I have the following recurrence relations:
$$t_0=\frac{1}{a+b}+\frac{a}{a+b}\frac{1}{c}\\t_n=\frac{1}{a+b}+\frac{a}{a+b}\frac{n+1}{c}+\frac{b}{a+b}\sum_{j=1}^n p^j q^{n-j} t_{n-j}\\with\quad\quad p+q=1.$$ I want to find a closed form expression for $t_n$ (iterative form). I calculated $t_1, t_2, t_3, t_4$ and then try to find the iterative pattern, but I couldn't. The expressions that I obtained are \begin{align}t_1&= \frac{1}{a+b}+\frac{a}{a+b}\frac{2}{c}+\frac{b}{a+b}p~ t_0\\ t_2&=\frac{1}{a+b}\left(1+\frac{pqb}{a+b}\right)+\frac{a}{a+b}\frac{1}{c}\left(3+2\frac{pqb}{a+b}\right)+\frac{b}{a+b}\left(p^2+p^2q\frac{b}{a+b}\right)t_0\\t_3 &=\frac{1}{a+b}\left(1+\frac{p^2qb}{a+b}+\frac{pq^2b}{a+b}+\frac{p^2q^3b^2}{(a+b)^2}\right)+\frac{a}{a+b}\frac{1}{c}\left(4+\frac{b}{a+b}pq^2(3+2\frac{pqb}{a+b})+2p^2q\frac{b}{a+b}\right)+\frac{b}{a+b}\left(\frac{b}{a+b}p^3q^2(1+\frac{qb}{a+b})+p^3q^2\frac{b}{a+b}+p^3\right)t_0. \end{align} From these equations how to obtain the general iterative form?
It seems the following.
Let $n\ge 2$. Then $$\sum_{j=1}^n p^j q^{n-j} t_{n-j}=p\sum_{j=1}^{n-1} p^j q^{n-1-j} t_{n-1-j}+ pq^{n-1} t_{n-1}.$$ So, using the recurrent formula for $t_n$ we obtain
$$t_n-pt_{n-1}=\frac {1-p}{a+b}+\frac{a}{a+b}\frac{n+1}{c}- \frac{pa}{a+b}\frac{n}{c}+ \frac{b}{a+b} pq^{n-1} t_{n-1}.$$
Update.

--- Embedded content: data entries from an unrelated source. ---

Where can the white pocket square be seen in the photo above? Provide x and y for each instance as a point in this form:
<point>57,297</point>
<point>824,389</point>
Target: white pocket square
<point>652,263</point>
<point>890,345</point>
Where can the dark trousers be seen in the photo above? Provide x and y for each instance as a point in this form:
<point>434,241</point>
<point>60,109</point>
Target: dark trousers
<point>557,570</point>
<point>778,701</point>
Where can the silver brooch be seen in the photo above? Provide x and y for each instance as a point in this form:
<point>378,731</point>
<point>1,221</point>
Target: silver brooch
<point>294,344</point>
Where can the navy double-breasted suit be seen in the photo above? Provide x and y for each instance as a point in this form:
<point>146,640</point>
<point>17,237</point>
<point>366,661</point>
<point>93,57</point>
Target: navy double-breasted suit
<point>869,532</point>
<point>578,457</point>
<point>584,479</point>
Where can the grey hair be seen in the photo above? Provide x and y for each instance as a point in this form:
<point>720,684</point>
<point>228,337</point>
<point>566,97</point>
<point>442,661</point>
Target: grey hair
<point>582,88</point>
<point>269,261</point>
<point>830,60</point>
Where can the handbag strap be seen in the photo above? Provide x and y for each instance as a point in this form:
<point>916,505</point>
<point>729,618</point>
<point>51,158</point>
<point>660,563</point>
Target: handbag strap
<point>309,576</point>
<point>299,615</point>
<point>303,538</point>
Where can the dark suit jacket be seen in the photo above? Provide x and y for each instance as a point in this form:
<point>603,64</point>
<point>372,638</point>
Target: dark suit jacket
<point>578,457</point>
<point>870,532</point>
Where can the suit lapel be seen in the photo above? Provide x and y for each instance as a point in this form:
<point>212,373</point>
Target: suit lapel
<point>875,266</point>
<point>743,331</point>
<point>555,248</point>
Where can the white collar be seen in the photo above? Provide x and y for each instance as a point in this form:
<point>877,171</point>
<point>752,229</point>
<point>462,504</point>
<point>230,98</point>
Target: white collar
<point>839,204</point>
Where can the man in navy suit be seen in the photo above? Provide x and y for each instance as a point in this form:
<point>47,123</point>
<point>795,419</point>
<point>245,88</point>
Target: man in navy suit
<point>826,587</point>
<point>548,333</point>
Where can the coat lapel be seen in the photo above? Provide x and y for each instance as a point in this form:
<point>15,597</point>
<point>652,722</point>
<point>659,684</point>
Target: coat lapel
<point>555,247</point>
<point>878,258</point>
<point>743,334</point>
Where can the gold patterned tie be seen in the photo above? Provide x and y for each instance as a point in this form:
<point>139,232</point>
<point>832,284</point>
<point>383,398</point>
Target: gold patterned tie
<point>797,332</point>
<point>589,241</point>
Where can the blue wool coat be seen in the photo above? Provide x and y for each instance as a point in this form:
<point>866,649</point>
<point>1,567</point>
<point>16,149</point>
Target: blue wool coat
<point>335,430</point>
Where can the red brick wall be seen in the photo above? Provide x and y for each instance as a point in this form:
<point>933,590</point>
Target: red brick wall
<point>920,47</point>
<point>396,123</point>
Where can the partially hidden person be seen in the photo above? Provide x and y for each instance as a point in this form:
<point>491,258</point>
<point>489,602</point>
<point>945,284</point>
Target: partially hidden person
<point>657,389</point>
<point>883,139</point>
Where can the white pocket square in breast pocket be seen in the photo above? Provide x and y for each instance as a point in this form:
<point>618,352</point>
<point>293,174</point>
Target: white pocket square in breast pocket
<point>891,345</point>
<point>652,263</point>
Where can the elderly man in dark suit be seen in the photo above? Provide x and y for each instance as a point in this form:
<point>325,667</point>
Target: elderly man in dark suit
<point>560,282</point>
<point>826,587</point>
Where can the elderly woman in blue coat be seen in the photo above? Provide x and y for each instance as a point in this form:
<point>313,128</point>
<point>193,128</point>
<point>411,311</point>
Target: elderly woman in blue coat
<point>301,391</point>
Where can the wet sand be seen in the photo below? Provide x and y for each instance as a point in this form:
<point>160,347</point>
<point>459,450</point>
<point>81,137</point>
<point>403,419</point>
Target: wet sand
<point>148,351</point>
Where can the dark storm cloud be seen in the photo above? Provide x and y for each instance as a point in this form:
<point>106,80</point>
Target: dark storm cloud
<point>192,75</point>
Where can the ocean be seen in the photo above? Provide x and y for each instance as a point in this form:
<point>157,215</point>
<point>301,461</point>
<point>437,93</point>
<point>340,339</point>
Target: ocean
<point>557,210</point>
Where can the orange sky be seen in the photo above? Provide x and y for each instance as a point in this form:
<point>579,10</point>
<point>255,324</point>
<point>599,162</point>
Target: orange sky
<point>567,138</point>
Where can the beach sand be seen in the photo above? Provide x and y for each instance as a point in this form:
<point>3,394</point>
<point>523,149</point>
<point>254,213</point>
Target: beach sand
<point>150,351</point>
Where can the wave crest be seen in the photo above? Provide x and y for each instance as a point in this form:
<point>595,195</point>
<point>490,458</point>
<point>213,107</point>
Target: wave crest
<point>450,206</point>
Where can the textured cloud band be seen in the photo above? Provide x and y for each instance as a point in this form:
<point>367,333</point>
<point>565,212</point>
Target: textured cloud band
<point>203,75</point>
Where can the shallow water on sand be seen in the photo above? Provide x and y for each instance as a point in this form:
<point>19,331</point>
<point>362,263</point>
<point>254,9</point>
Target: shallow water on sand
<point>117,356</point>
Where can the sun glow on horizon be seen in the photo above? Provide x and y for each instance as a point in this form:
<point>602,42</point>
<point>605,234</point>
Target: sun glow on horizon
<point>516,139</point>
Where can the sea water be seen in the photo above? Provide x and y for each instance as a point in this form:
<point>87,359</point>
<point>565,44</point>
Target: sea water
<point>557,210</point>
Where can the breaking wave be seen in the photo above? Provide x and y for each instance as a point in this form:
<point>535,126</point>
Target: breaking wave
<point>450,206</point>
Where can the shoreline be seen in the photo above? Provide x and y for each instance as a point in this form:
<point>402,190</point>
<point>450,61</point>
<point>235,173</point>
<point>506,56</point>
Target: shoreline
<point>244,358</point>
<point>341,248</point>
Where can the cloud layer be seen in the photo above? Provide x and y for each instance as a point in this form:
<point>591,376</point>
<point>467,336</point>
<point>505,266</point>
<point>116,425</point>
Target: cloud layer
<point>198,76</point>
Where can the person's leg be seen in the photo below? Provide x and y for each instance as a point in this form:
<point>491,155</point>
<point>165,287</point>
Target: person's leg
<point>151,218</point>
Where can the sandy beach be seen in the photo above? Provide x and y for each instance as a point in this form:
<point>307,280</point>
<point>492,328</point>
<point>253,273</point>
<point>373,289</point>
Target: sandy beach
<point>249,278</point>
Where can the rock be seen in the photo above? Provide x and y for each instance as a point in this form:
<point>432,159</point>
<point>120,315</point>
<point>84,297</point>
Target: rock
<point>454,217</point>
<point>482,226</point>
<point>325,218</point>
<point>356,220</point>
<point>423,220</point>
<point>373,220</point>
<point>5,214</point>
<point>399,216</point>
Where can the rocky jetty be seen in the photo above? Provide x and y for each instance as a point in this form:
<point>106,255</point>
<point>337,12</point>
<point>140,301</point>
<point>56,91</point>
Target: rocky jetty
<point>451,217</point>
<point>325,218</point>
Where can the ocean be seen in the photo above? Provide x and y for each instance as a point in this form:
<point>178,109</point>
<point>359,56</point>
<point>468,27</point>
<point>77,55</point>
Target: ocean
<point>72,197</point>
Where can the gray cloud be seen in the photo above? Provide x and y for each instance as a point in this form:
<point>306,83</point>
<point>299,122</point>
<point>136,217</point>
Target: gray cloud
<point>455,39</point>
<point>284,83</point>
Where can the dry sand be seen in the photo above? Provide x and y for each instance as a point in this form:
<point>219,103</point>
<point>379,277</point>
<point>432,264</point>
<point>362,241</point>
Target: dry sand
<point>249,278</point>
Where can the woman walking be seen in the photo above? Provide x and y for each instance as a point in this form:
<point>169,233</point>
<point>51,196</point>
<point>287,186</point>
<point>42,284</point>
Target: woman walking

Which yields:
$$t_n=(p+xq^{n-1})t_{n-1}+yn+z,$$
where $x=\frac{bp}{a+b},$ $y=\frac{a(1-p)}{(a+b)c},$ and $z=\frac{c-pc+a}{(a+b)c}.$
Unfortunately, the general formula for $t_n$, which I obtained from it, is essentially as complex as the recurrent one.
$$t_n=t_1\prod_{j=1}^{n-1} (p+xq^j)+\sum_{i=2}^{n} (yi+z)\prod_{j=i}^{n-1} (p+xq^j).$$